CDF curves were generated in the following way. For each gene set plotted, corresponding log2(fold change) values in gene expression for individual genes were looked up within “all genes” using “vlookup” function in Excel. The corresponding values were used to generate CDF curves in Prism 7 with the following workflow: Column analysis (Frequency distribution) > Create (Cumulative frequency distribution) > Tabulate [Relative frequency (fractions)] > Bin range (Auto) > Bin width (No beans. Tabulate exact Cumulative frequency) > New graph (Create a new graph of the results). Histogram of the data was plotted in the final graph. Some representative CDF plots were also cross-checked using the program “R”.
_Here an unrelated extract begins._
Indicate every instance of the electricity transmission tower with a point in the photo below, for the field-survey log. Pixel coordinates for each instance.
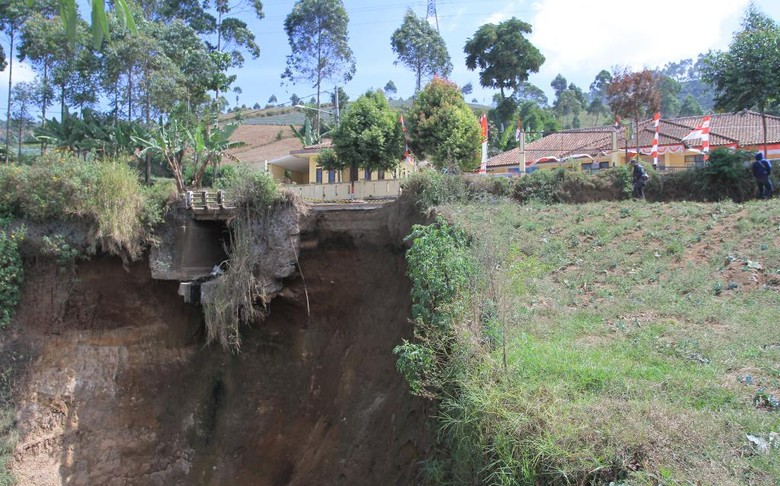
(431, 15)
Plots depicting enrichment of ChIP-seq sites on Bcl11b-dependent Up or Down genes were generated by normalizing the number of ChIP-seq peaks within the indicated distance, every 1 kbp upstream or downstream of TSS of genes that fall in each category, against the total number of Tn/Tr-common and Tr-specific Bcl11b peaks (Fig. 4D) or Bcl11b-specific and Bcl11b-Foxp3-Overlapping sites (Fig. 4H).

For motif analysis, Bcl11b binding sites (peaks) located near the TSSs of given genes (±20 kb of TSS) were used to identify transcription factor binding sites (motifs) using HOMER ( The length of the peak size was set to ±100 bp of the center, and repeat sequences in the sequences were masked (-mask option).